Owning a classic didn’t make you more of a film buff, didn’t mean that you were erudite or give you an eye for quality.

It made you a mug, especially when you could watch the same movie on TV or borrow it from the library.

It didn’t ever occur to Cherry that her mum might actually enjoy watching the DVDs, might even be grateful for them as she spent most evenings when she wasn’t working alone.

She’d never found someone that lasted after Cherry’s father had died.

She kissed her mum chastely, trying to avoid the usual bear hug and lipstick brand on her cheek.

“Mum!”

“Sorry, it’s just that I hardly ever see you these days.”

It was true and Cherry, awkward, evaded answering. “How are you?”

“Fine. Can I get you a drink? Glass of wine, seeing as we’re celebrating?”

Cherry knew that her mum would only have white, and that it would be sweet, something she detested, but she didn’t want to upset her.

So Cherry made some excuse about not starting too early, saying she’d have tea instead.

She followed Wendy into the kitchen, where her mum made a cup of tea in a mug with Daniel Craig’s face on it.

No neck, just his disembodied, handsome face with its craggy smile staring out, floating on a background of white china.

It looked surreal. As her mother filled the kettle, Cherry took a moment to appraise her.

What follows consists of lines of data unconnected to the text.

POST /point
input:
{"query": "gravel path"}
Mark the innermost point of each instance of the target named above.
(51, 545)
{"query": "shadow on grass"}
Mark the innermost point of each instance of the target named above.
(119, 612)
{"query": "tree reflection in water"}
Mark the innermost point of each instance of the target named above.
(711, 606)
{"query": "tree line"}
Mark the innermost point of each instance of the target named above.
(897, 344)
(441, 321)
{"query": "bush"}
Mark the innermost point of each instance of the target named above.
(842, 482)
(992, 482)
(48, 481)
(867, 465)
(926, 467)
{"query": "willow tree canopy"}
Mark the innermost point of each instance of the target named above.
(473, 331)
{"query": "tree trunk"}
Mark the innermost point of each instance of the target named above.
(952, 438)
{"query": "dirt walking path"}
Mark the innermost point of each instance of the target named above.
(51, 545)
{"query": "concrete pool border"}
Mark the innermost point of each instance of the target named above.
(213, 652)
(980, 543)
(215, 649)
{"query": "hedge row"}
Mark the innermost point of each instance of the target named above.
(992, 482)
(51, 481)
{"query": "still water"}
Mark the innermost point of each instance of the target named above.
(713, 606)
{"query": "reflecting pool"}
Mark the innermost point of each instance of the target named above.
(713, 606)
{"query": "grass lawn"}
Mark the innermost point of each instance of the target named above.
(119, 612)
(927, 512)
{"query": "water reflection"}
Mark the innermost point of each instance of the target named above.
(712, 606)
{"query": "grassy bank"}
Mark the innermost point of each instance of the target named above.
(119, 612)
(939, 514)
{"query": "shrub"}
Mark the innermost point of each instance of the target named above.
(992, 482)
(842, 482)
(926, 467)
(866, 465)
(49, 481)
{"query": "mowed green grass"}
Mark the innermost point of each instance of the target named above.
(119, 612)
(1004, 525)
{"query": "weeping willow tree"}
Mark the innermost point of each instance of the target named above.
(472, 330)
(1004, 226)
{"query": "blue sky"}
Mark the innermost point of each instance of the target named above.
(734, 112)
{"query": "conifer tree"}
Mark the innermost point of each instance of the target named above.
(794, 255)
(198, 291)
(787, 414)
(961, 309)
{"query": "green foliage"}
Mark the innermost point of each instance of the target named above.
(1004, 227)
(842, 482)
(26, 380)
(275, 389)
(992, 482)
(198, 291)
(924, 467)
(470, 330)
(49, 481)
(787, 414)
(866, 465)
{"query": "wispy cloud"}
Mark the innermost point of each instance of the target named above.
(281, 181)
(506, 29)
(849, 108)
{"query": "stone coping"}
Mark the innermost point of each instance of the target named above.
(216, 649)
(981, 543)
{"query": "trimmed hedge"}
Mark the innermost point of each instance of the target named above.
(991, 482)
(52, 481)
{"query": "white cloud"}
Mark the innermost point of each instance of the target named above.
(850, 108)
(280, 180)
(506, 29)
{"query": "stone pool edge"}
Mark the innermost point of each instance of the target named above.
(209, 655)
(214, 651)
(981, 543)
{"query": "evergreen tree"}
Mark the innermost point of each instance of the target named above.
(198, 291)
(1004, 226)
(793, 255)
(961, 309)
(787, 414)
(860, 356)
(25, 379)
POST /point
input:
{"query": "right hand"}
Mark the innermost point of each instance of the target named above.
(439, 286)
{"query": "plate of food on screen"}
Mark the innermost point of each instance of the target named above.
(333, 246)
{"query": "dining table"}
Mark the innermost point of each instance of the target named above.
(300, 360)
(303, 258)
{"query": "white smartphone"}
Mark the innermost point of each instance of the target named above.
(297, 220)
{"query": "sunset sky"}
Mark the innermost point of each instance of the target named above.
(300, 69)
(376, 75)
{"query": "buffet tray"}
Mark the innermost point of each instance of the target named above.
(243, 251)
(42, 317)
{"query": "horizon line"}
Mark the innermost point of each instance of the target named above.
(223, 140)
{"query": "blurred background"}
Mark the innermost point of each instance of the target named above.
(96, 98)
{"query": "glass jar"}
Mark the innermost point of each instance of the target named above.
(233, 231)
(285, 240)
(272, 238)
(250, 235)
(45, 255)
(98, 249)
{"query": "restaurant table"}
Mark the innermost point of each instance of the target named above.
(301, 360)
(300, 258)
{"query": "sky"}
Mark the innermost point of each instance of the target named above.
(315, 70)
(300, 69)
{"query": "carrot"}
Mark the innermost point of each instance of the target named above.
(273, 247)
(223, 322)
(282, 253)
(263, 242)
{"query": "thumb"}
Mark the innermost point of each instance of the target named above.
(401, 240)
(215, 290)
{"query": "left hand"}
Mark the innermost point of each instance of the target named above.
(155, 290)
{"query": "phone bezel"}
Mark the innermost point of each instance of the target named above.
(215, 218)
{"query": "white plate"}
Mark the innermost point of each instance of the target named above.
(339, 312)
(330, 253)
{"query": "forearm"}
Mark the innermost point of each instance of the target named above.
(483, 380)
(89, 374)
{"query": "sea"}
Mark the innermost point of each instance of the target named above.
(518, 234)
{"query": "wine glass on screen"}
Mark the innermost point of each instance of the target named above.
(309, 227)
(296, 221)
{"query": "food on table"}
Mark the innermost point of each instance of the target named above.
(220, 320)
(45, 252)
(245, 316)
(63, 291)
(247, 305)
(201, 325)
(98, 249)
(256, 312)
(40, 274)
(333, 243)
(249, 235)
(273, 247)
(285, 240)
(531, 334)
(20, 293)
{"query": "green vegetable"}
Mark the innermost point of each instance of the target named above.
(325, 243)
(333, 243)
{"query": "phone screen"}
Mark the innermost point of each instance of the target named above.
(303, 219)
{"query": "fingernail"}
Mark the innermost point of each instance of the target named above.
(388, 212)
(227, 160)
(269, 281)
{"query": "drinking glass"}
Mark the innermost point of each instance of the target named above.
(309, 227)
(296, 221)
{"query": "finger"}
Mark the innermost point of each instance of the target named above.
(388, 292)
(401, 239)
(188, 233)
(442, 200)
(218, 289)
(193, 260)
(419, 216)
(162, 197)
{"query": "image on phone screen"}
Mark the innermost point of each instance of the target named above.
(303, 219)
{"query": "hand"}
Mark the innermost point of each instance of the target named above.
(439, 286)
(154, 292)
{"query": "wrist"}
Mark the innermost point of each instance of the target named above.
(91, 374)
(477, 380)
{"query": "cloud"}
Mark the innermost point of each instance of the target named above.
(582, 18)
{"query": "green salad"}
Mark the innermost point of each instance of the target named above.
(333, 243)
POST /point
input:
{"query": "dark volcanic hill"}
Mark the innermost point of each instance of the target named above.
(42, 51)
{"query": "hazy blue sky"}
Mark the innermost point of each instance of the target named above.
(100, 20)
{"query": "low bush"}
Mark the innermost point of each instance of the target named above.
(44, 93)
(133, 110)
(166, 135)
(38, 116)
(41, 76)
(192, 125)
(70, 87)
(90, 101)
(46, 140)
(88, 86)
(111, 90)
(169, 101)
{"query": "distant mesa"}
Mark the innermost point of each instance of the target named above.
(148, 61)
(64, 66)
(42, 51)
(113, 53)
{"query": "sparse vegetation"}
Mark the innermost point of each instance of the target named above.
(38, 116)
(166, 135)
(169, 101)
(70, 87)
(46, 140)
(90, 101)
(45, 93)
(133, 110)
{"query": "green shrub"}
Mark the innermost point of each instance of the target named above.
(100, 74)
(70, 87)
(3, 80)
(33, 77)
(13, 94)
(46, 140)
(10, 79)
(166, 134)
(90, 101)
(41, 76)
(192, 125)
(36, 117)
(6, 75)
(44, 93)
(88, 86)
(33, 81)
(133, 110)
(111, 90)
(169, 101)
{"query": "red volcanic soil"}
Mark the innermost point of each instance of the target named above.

She’d dyed her hair again—it was a different color every time Cherry saw her, as if she was working her way through the L’Oreal brunette spectrum.

(Eighty-three there were in total, her mum had said once, finding out this nugget of information from the supplier’s catalogue.) Underneath that, it was gray, but the color had once been the same lustrous brown-black as Cherry’s.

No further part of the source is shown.